Feasibility Study of the Tendyne Mitral Valve System in Mitral Annular Calcification

Inclusion criteria

• Heart Team determines subject is not a suitable candidate for conventional surgical treatment due to degree of MAC present and the subject will likely benefit from transcatheter valve implantation
• Symptomatic, severe mitral regurgitation, as defined in the 2017 ACC expert Consensus Decision Pathway on the Management of MR
• NYHA Functional Classification ≥ II (if Class IV, patient must be ambulatory)
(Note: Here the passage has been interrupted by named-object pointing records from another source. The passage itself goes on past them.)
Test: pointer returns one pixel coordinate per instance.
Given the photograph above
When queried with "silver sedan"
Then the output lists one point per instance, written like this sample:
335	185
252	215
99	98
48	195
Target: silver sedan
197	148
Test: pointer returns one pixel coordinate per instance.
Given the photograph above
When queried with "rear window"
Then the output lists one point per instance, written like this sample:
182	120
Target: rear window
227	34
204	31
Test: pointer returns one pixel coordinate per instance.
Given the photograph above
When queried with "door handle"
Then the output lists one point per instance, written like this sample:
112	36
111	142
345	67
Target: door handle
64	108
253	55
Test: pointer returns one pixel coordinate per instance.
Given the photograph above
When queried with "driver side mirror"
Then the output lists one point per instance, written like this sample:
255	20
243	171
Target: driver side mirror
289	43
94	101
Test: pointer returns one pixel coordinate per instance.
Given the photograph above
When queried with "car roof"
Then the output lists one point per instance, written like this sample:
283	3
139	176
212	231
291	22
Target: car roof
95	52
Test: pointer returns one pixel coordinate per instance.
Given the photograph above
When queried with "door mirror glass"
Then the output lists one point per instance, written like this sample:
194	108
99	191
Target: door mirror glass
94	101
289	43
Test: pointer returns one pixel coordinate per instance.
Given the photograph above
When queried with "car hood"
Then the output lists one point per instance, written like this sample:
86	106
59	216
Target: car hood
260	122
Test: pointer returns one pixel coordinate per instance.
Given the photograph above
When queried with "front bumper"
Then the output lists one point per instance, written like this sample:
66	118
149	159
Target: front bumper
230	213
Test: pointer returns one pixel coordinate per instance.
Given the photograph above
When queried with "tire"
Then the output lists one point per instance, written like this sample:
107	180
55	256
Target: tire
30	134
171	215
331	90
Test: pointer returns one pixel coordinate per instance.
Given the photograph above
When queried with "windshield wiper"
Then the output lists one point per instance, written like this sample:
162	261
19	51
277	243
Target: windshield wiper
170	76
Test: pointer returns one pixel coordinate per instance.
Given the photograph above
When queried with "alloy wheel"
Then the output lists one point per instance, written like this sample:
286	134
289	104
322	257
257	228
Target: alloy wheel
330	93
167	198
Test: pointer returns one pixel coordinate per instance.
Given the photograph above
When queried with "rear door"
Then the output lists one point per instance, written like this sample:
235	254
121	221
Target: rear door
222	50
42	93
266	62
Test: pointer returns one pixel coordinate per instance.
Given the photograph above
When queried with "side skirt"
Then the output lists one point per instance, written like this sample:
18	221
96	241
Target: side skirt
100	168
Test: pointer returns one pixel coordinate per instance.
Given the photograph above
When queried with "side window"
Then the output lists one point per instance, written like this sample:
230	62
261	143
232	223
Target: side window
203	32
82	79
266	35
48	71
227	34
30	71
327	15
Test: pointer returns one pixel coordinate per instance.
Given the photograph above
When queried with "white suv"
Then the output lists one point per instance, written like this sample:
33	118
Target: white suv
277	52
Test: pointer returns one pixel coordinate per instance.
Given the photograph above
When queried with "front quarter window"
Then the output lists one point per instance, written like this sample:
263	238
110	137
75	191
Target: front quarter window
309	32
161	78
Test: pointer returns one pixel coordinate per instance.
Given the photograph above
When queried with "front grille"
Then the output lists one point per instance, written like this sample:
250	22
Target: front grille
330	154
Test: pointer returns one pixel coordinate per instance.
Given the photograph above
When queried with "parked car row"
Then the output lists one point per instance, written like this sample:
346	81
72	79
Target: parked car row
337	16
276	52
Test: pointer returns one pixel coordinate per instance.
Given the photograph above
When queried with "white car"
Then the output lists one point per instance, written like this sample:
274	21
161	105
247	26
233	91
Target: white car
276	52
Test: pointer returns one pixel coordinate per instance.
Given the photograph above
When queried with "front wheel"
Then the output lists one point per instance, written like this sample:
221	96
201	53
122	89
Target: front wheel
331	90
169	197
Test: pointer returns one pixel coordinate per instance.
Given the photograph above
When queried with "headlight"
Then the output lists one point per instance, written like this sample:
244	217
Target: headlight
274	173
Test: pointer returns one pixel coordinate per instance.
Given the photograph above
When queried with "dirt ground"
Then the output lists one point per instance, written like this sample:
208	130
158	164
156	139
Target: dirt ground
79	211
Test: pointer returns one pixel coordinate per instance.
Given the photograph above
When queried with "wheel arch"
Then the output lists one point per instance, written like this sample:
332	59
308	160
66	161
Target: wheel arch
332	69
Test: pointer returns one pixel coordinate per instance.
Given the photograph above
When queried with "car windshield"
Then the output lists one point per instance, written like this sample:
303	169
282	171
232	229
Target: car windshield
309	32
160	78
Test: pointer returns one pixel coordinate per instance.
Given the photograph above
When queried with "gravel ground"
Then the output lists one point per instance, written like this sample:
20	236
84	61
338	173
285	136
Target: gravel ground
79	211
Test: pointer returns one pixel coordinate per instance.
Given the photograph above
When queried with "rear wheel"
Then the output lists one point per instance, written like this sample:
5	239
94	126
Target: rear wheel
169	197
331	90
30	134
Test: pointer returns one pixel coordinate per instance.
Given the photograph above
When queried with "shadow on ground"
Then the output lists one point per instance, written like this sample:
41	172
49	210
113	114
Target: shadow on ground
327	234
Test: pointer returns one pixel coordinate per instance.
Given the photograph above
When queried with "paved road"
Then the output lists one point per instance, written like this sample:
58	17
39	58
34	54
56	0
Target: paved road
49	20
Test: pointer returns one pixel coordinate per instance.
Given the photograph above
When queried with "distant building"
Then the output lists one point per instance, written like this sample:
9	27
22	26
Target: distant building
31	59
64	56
• Age 18 years or older at time of consent
• Not a member of a vulnerable population per the investigator's judgment
• The subject or the subject's legal representative has been informed of the nature of the study and agrees to its provisions, including complying with study required testing and follow-up visits, and has provided written informed consent

Exclusion criteria

• Presence of Left Ventricle or Left Atrium thrombus
• Chest condition that prevents transapical access
• Left Ventricular Ejection Fraction (LVEF) less than 25% assessed by echocardiogram
• Left Ventricular End Diastolic Dimension (LVEDD) > 7.0 cm
• Severe mitral stenosis not amenable to balloon valvuloplasty or transcatheter therapy
• Prior intervention with permanently implanted mitral device (e.g. MitraClip)
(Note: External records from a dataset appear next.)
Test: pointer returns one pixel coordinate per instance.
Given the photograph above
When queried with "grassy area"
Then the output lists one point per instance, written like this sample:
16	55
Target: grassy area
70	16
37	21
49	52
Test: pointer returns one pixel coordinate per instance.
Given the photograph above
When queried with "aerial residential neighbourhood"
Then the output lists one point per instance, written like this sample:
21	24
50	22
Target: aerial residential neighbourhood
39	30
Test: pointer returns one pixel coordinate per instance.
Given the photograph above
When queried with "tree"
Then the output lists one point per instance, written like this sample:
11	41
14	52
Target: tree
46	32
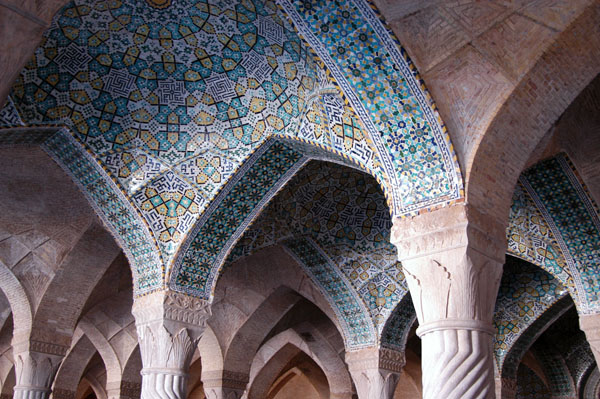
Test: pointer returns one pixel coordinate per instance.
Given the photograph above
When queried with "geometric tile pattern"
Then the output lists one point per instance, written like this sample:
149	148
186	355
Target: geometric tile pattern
559	378
529	385
531	239
151	91
9	116
573	219
357	328
381	84
122	219
526	292
171	102
345	215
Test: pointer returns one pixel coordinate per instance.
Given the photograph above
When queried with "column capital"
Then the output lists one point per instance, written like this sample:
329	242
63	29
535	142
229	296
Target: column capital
375	371
169	325
376	358
590	325
34	372
172	308
224	384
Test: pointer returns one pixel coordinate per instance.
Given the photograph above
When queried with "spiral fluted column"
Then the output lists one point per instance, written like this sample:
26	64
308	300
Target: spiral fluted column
169	326
36	364
452	258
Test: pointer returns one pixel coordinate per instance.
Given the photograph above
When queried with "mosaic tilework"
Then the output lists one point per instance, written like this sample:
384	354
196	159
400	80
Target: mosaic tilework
528	337
559	378
172	100
349	309
398	325
530	386
579	359
526	292
343	211
119	216
230	214
381	85
169	99
573	219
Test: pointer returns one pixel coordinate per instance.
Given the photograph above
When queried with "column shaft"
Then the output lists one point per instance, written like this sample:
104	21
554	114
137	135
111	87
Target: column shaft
453	258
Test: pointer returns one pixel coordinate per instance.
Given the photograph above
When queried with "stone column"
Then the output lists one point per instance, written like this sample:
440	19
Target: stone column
223	384
506	388
452	258
123	390
169	326
375	371
36	364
• Mitral pathoanatomy and Left Ventricular Outflow tract (LVOT) anatomy deemed not suitable for Tendyne mitral valve implantation
• Any planned cardiac surgery or intervention that is 30 days prior and 30 days post that is not concomitant with the Tendyne procedure
• Cardiac resynchronization therapy (CRT) device or implantable pulse generator (IPG) implanted within three months of planned implant procedure
• Myocardial Infarction (MI) within 30 days of the planned implant procedure
• Symptomatic, or ischemia-associated coronary artery disease (e.g., active ischemia) amenable to revascularization and thus requiring stenting or CABG
• Cerebrovascular accident (CVA) within six months of planned implant procedure
• Unresolved severe symptomatic carotid stenosis (> 70% by ultrasound)
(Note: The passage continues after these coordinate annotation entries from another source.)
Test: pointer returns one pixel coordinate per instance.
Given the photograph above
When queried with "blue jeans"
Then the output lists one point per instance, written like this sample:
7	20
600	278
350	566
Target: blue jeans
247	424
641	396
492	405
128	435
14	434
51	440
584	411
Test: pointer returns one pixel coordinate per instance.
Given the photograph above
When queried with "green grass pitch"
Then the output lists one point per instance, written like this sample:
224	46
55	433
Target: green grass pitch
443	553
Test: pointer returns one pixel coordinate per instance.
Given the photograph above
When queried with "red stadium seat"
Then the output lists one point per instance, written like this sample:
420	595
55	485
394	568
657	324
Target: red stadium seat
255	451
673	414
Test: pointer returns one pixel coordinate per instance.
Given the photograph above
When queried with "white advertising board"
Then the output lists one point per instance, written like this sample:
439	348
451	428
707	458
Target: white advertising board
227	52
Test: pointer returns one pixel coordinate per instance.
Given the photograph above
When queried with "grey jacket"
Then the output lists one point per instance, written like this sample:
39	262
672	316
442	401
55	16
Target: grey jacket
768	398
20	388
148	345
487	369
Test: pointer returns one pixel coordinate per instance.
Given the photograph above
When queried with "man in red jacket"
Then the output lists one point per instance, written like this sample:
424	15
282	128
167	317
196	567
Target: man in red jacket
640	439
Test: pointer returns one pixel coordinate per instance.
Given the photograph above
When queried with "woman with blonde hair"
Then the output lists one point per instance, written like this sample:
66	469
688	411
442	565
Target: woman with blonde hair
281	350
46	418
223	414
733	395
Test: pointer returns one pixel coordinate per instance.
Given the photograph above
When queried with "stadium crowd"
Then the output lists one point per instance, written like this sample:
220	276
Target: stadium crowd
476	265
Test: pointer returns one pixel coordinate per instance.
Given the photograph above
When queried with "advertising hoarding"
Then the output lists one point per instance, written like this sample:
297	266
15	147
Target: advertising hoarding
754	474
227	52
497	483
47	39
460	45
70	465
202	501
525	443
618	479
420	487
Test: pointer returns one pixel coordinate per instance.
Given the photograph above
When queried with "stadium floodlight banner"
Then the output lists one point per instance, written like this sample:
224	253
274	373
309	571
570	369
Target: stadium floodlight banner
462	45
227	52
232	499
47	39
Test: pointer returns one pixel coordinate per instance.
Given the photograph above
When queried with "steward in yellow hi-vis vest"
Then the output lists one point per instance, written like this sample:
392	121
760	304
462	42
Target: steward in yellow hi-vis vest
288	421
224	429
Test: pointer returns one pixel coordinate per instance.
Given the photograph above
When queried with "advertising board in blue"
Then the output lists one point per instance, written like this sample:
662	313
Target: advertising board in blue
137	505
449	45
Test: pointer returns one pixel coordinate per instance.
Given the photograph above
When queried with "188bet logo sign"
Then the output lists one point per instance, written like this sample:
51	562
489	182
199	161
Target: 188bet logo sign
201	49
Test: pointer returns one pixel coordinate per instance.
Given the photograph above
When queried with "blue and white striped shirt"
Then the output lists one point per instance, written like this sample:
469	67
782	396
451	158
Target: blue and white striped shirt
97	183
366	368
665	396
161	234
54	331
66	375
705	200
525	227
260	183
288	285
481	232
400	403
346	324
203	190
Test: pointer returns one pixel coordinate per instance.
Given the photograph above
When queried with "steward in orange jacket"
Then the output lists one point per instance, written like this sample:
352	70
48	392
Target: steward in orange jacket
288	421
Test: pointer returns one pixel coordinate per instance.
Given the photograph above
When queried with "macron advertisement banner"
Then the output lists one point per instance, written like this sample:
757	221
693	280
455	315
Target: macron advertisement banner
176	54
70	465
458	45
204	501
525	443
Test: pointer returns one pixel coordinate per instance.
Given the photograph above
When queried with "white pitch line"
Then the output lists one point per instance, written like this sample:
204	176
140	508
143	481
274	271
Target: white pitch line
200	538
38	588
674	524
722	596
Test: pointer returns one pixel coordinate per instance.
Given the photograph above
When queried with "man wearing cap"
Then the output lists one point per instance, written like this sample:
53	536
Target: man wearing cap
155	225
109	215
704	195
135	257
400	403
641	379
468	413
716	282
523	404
• Cardiogenic shock or hemodynamic instability requiring inotropes or mechanical support devices within 1 month prior to planned implant procedure
• Severe tricuspid regurgitation or severe right ventricular dysfunction
• Hypertrophic or restrictive cardiomyopathy, constrictive pericarditis or any other structural heart disease causing heart failure other than dilated cardiomyopathy of either ischemic or non-ischemic etiology
• Any of the following: leukopenia, acute anemia, thrombocytopenia, history of bleeding diathesis, or coagulopathy if cannot be adequately treated
• History of endocarditis within 6 months of planned implant procedure
• Active systemic infection requiring antibiotic therapy
• Known hypersensitivity or contraindication to procedural or post-procedural medications (e.g., contrast solution, anti-coagulation therapy) which cannot be adequately managed medically
• Subject unable or unwilling to take anticoagulation with warfarin for a minimum of 6 months following Tendyne valve implantation
• Known hypersensitivity to nickel or titanium
• Subject is undergoing hemodialysis due to chronic renal failure ( ≥ Stage 4 CKD)
• Subject has pulmonary arterial hypertension (fixed PAS >70mmHg)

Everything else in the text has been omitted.